Tombini Tells Wall St. Journal Brazil Rate Pause Possible

Brazil’s central bank may pause its current cycle of rate increases as policy makers view a food price shock as temporary, the Wall Street Journal quoted central bank President Alexandre Tombini as saying.

The decision will depend on economic data as well as changes in the inflation outlook, the newspaper reported, citing Tombini in an interview in Washington. The central bank press office confirmed the content of the interview when contacted by Bloomberg News and said the institution announces monetary policy every six weeks.

The central bank has boosted benchmark Selic borrowing costs in nine straight meetings as above-target inflation threatens to damp economic growth, marking the longest tightening cycle among major world economies. Consumer prices have accelerated more than analyst forecasts twice in the first quarter as traders bet inflation will breach the target range in a year.

Inflation as measured by the benchmark IPCA index quickened to 0.92 percent in March from 0.69 percent in February, beating analyst estimates and pushing the annual rate to an eight-month high of 6.15 percent. The biggest factor in its acceleration was food and beverages. Policy makers target 4.5 percent inflation, plus or minus 2 percentage points.

Interest rate increases still are working through Brazil’s economy, Tombini said, according to the Wall Street Journal.

‘Target Regime’

“Once this food inflation passes, what we’ll see in coming months is monthly inflation indexes also going back down,” Tombini told reporters separately in Washington today. “Forecasts indicate we will end this year with inflation in line with what’s compatible with the target regime.”

Policy makers are working to ensure price shocks have a temporary impact, Tombini told reporters, adding that service prices are easing. His comments echoed minutes of the central bank’s April 1-2 meeting that were posted today where policy makers said the jump in food costs would be temporary, Luciano Rostagno, chief strategist at Banco Mizuho do Brasil SA, said by phone.

“There were doubts as to whether or not the minutes were up to date because they were released today, but the meeting took place before the March IPCA number,” Rostagno said. “Tombini is indicating that, even with the March inflation number, they continue to believe that they don’t have to raise interest rates in May.”
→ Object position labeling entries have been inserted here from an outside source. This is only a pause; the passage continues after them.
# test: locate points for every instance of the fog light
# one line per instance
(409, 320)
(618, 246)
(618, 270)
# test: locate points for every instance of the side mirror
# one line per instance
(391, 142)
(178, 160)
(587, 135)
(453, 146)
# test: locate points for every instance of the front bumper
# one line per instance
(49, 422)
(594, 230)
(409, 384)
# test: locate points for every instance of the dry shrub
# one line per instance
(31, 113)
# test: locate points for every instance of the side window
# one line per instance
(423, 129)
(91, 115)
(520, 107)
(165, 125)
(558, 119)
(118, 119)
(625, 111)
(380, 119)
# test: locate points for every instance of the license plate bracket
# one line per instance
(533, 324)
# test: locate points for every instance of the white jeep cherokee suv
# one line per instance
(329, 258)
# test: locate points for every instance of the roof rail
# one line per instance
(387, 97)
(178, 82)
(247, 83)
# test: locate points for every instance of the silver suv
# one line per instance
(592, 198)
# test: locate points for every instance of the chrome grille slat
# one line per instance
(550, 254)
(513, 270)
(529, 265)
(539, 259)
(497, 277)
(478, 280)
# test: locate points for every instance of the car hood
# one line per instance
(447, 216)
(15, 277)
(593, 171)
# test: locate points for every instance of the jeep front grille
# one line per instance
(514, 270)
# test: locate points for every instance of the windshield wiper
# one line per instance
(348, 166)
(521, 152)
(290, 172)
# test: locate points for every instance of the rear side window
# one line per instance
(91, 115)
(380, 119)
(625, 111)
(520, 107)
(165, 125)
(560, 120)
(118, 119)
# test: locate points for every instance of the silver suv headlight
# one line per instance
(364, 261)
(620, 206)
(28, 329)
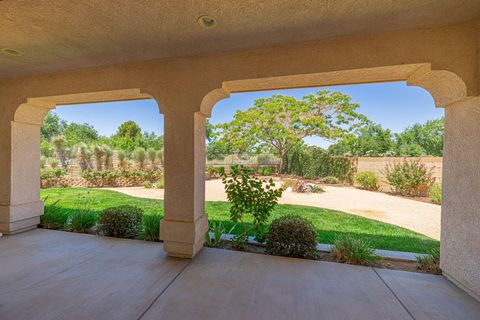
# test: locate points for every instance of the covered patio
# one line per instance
(58, 275)
(187, 55)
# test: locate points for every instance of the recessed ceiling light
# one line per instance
(207, 22)
(10, 52)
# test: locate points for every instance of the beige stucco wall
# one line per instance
(444, 61)
(460, 236)
(377, 165)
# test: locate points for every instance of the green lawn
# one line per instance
(329, 223)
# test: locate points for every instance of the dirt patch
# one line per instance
(370, 213)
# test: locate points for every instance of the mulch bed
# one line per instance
(383, 263)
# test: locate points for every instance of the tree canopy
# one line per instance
(422, 139)
(129, 129)
(418, 140)
(280, 123)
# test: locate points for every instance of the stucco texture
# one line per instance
(150, 54)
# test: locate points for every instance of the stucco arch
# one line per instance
(445, 87)
(34, 110)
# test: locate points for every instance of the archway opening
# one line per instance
(391, 127)
(98, 164)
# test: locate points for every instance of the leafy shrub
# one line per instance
(160, 156)
(108, 156)
(54, 217)
(147, 185)
(409, 177)
(300, 187)
(289, 183)
(51, 177)
(101, 178)
(43, 162)
(349, 249)
(152, 156)
(292, 236)
(160, 184)
(250, 195)
(122, 160)
(212, 172)
(314, 162)
(140, 155)
(265, 171)
(430, 262)
(315, 188)
(151, 227)
(122, 221)
(82, 220)
(53, 163)
(330, 180)
(98, 153)
(83, 156)
(368, 180)
(436, 193)
(214, 235)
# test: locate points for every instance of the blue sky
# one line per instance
(394, 105)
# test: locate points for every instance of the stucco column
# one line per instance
(20, 205)
(460, 237)
(185, 223)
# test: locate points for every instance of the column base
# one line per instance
(183, 239)
(20, 218)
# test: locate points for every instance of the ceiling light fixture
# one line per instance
(207, 22)
(10, 52)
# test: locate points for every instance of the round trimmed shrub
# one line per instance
(330, 180)
(292, 236)
(367, 180)
(122, 221)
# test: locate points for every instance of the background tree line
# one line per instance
(128, 137)
(279, 125)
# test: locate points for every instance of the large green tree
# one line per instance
(372, 140)
(422, 139)
(75, 133)
(52, 126)
(280, 123)
(129, 129)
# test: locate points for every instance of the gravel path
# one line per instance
(418, 216)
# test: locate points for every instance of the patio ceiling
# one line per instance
(62, 35)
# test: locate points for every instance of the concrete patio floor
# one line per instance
(58, 275)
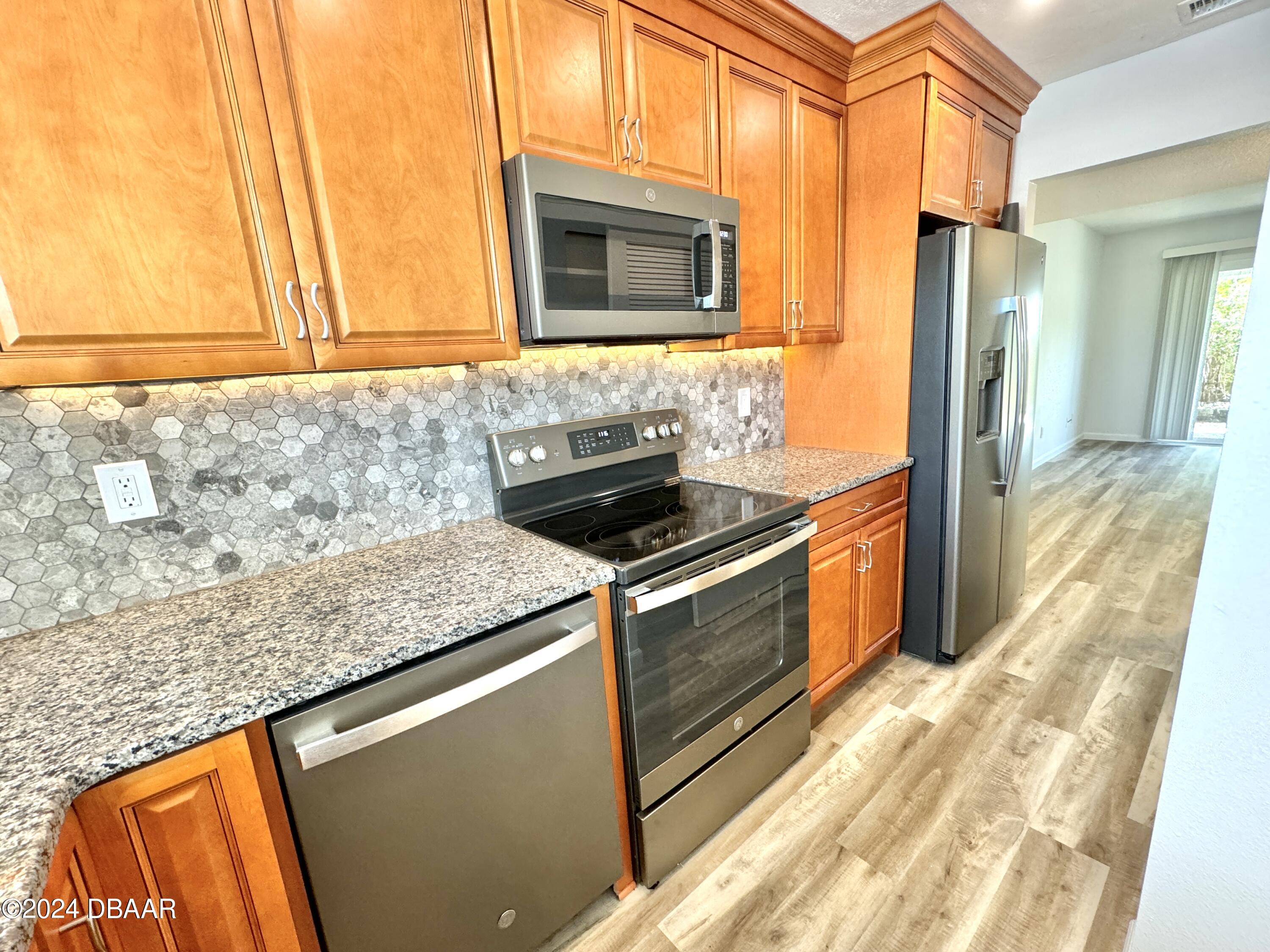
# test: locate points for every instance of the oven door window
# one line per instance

Swap rates on the contract maturing in January 2015 fell five basis points, or 0.05 percentage point, to 11.05 percent at 4:34 p.m. local time. The real weakened 0.7 percent to 2.2029 per U.S. dollar.

Total Tightening

Brazil since April last year has raised borrowing costs more times than any of the 49 central banks tracked by Bloomberg, with the total tightening of 375 basis points trailing only Turkey among major economies. Banco Central do Brasil halved the pace of increases to 25 basis points at the last two meetings following six straight half-point increases.

“Given the impact of monetary policy on inflation is cumulative and happens with delays, the committee considers that a significant part of the response of prices to the current monetary tightening cycle will still materialize,” policy makers said in the minutes published on the central bank website today.

Analysts polled April 4 by the central bank estimate Tombini will raise interest rates once more this year, leaving the Selic at 11.25 percent as economic growth slows by more than half a percentage point from 2013. They forecast inflation of 6.35 percent this year.

Breakeven inflation, a measure of consumer price estimates based on the gap in yields between inflation-linked government bonds and fixed-rate debt expiring in 2015, increased four basis points to 6.52 percent.